Keynote Speakers Alex Castellanos and Mark Shields Opine on the Legislative and Electoral Landscapes for March on Washington Attendees
Prominent political analysts joined by NAHC President Val J. Halamandaris for a Q&A Session covering the current DC environment as well as 2014 and 2016 Elections
March 26, 2014 07:35 AM
Republican Analyst Alex Castellanos, NAHC President Val J. Halamandaris and Syndicated Columnist Mark Shields at this year's March on Washington
In the first General Session of the second day of NAHC’s March on Washington, Republican political strategist Alex Castellanos and syndicated columnist Mark Shields offered their insight and opinions on the state of the country, the legislative environment in Congress and what lays in store for the 2014 and 2016 elections. The keynote speakers followed an earlier portion of the General Session that focused on post-acute care bundling. The session concluded with a Q&A between Mr. Castellanos, Mr. Shields and NAHC President Val J. Halamandaris.

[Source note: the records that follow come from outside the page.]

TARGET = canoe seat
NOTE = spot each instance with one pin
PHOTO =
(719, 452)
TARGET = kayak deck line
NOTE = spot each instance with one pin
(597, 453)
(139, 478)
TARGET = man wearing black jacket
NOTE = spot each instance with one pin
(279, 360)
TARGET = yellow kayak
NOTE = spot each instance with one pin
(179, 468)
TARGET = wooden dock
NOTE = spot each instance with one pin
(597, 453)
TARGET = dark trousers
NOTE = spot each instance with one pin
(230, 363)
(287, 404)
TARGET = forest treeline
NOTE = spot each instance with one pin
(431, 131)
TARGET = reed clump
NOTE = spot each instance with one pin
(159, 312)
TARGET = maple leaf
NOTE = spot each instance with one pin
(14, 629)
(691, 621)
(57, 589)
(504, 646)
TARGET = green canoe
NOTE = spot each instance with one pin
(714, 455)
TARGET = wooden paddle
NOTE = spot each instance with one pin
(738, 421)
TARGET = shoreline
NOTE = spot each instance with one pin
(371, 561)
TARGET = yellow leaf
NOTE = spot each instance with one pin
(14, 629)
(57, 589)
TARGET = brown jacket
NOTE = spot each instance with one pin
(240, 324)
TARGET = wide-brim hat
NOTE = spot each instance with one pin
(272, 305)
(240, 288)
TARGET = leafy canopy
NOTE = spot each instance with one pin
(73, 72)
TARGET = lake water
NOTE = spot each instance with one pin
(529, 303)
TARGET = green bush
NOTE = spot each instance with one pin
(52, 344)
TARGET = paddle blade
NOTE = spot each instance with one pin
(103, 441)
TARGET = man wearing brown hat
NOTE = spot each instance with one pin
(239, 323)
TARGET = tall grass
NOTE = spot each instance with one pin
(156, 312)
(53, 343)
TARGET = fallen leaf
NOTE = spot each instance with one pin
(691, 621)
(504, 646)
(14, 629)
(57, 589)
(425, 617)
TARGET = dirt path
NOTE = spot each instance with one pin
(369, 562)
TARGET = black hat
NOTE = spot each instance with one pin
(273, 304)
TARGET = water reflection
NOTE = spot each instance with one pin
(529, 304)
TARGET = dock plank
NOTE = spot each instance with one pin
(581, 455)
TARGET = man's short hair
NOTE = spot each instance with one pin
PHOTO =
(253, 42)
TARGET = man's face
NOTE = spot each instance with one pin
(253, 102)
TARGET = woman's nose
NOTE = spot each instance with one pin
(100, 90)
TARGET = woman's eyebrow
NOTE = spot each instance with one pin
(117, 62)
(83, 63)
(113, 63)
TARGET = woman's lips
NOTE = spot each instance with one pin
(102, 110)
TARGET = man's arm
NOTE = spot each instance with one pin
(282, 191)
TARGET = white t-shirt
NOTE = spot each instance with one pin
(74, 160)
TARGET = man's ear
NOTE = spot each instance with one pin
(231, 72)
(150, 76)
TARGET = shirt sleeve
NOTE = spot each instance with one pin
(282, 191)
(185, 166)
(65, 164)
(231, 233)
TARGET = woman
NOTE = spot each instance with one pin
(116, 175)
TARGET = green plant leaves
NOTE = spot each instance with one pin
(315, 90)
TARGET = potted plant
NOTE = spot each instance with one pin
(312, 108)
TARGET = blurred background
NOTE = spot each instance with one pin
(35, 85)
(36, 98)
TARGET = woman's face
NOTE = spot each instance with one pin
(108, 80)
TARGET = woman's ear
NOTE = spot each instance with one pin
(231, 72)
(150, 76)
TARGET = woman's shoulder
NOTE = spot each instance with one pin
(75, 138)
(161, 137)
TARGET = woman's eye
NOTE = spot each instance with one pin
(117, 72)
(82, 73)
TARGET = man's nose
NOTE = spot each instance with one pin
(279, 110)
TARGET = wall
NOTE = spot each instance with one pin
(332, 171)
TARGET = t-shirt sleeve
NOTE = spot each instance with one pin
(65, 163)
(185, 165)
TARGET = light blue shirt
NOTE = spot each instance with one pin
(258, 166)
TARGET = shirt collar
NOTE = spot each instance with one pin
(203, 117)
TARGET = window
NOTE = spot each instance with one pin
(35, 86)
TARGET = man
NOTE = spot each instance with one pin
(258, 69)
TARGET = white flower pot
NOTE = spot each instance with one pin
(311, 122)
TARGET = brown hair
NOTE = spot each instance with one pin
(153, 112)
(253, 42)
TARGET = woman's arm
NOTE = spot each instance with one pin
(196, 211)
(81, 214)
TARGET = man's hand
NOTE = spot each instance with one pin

Alex Castellanos was first to address the General Session, and offered his “laws of politics” that will shape the 2016 presidential race, but also apply to all election cycles. Among his rules are the “Elvis” rule that you should never run against someone with a famous name – a law that may be broken if Hillary Clinton and Jeb Bush both choose to run for president. Other laws that Mr. Castellanos explained were the “law of completion” that states that Americans want to finish what they started when it comes to elections – particularly when it comes to electing the first woman president – and the “law of irony,” which states that a president who runs against his predecessor will look very much like him by the end of his term.

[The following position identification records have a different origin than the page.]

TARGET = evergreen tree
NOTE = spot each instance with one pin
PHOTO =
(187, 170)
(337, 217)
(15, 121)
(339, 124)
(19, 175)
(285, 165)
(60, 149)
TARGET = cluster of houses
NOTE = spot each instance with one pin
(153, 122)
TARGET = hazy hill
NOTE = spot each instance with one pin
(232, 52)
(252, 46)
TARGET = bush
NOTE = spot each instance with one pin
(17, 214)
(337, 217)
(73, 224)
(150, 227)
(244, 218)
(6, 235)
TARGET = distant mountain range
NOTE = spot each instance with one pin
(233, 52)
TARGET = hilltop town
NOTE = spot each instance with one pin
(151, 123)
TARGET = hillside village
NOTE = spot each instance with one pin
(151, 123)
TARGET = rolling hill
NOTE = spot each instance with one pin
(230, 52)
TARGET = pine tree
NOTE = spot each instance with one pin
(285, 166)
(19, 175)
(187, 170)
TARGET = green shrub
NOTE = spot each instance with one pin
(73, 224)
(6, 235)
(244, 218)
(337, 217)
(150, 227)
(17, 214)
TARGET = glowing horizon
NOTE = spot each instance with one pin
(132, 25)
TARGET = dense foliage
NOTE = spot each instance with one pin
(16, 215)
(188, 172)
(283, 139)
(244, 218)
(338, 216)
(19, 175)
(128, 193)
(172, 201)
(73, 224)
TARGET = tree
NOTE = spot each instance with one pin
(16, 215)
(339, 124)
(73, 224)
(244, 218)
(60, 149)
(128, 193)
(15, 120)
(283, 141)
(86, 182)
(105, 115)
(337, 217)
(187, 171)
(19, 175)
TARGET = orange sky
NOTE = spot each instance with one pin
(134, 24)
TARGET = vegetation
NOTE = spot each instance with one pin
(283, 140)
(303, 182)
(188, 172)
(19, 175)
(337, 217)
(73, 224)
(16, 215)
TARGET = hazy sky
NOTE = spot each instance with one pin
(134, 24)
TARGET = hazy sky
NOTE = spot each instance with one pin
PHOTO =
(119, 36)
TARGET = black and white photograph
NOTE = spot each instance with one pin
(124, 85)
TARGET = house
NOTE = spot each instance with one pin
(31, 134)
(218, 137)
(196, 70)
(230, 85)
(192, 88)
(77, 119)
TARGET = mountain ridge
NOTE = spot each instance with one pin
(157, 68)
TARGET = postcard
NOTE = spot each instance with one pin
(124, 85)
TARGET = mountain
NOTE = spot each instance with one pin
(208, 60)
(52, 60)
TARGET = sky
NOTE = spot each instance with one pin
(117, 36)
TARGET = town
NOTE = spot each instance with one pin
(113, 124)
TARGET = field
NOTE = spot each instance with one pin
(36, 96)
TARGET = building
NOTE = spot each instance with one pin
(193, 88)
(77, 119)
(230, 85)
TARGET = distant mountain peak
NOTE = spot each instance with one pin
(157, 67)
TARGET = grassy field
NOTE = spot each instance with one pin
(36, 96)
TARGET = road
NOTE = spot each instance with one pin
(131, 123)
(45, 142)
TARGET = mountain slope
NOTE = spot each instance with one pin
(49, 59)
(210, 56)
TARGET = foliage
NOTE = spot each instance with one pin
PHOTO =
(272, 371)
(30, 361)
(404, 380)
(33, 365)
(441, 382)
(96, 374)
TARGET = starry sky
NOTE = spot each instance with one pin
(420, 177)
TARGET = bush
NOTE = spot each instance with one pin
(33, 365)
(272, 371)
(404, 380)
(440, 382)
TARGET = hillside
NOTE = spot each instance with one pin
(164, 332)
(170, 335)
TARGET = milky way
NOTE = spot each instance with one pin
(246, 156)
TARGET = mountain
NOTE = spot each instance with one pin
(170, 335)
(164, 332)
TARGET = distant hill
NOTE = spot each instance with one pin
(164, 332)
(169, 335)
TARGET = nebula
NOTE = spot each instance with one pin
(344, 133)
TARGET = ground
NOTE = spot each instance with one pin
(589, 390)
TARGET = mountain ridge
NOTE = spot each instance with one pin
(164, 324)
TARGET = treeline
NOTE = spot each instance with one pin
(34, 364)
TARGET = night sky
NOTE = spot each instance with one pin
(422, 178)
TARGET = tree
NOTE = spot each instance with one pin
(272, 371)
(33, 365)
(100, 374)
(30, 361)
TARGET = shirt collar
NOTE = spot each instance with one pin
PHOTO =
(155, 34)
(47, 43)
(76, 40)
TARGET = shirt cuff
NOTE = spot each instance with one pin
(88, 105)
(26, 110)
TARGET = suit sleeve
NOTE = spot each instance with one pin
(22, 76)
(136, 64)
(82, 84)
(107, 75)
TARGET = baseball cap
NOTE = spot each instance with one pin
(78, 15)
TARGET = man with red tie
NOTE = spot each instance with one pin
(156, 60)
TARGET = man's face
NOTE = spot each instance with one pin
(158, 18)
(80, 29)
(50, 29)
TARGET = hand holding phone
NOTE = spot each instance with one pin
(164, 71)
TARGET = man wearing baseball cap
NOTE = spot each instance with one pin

When his presentation shifted to why certain candidates attract large segments of voters, Mr. Castellanos said, “you can’t run and win elections just by burning your opponent’s house down. You need to build a place to live.” In other words, campaigns and candidates need to give voters a reason to support them – a law that also applies to advocates when meeting with lawmakers and their staffs.
Another rule that Mr. Castellanos described in terms of both political campaigns, that also applies to home care and hospice advocates, is that, “being able to own ideas in politics is key.” In fact, Mr. Castellanos stated that the home care and hospice community do own important ideas in how to reform healthcare, and that will serve those who came to the March on Washington well during their Capitol Hill visits.

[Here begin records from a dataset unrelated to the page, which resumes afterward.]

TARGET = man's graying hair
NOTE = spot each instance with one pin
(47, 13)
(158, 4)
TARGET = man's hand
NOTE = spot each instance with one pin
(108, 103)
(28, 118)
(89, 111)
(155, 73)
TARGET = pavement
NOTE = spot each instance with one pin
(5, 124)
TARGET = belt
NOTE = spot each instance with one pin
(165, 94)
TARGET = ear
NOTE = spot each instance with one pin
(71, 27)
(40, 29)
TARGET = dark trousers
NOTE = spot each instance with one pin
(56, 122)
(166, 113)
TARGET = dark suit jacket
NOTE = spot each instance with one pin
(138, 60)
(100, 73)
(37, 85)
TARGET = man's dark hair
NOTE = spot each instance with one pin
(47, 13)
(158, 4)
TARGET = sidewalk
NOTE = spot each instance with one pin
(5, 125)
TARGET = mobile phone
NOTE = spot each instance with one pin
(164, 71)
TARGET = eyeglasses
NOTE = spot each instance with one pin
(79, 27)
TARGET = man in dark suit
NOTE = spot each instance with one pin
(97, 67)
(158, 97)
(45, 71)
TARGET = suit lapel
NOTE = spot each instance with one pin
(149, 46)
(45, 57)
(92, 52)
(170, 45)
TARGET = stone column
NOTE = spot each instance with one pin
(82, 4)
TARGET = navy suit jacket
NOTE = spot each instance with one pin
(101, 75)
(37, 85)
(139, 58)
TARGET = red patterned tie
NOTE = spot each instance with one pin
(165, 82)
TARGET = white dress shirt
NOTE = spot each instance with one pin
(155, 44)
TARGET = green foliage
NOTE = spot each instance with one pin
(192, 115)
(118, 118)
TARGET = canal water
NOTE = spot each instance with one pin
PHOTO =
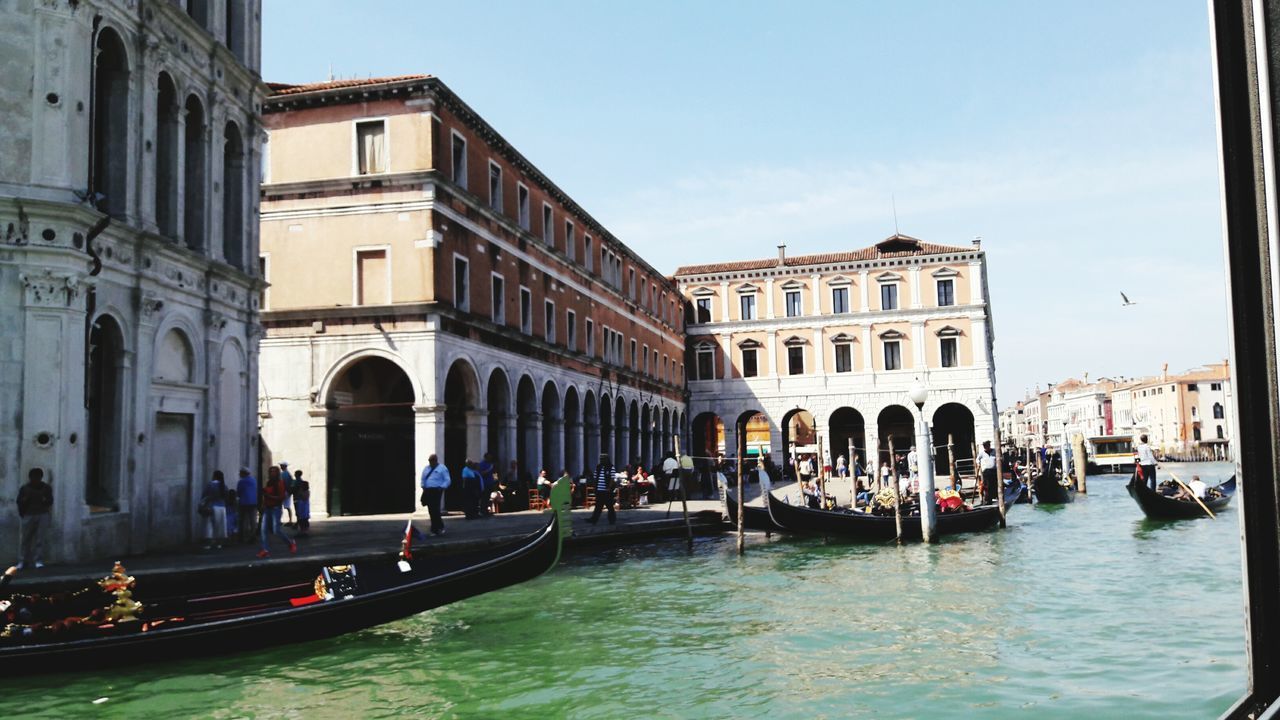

After Mr. Castellanos spoke, Mark Shields took to the podium to offer his insight on the legislative and political landscape in DC and the country in general stating that, “the midterms should be a good year and a great election cycle for Republicans, even though the party faces a significant problem: the country is changing and they are not.”
Mr. Shields supported his analysis with historical voting trends that the party that controls the White House tends to lose seats in both the House and the Senate during midterms, and also illustrated the changing demographics of the country: “in 1988, George H. W. Bush got 56 percent of the white vote and won in a landslide. In 2012, Mitt Romney got a larger share of the white vote, and lost the election handily.”
After both Mr. Castellanos and Mr. Shields had an opportunity to address the General Session, NAHC President Val J. Halamandaris joined both speakers for a Q&A session, asking both men to predict what Congress will look like after the 2014 midterm elections. There was agreement that the House will stay firmly in Republican control, and the Senate is up for grabs. Said Alex Castellanos, “it will be tough for Republicans to pick up the six seats they need to regain control of the Senate, but the electoral field is expanding.”
When Mr. Halamandaris asked each speaker for advice for the homecare and hospice advocates who came to Washington to attend the March on Washington, Mr. Castellanos stated aptly that, “the power we all have in politics is to find something big and true and important that’s worth fighting for and elevate it in a powerful way. Home care’s chance to do that is now.”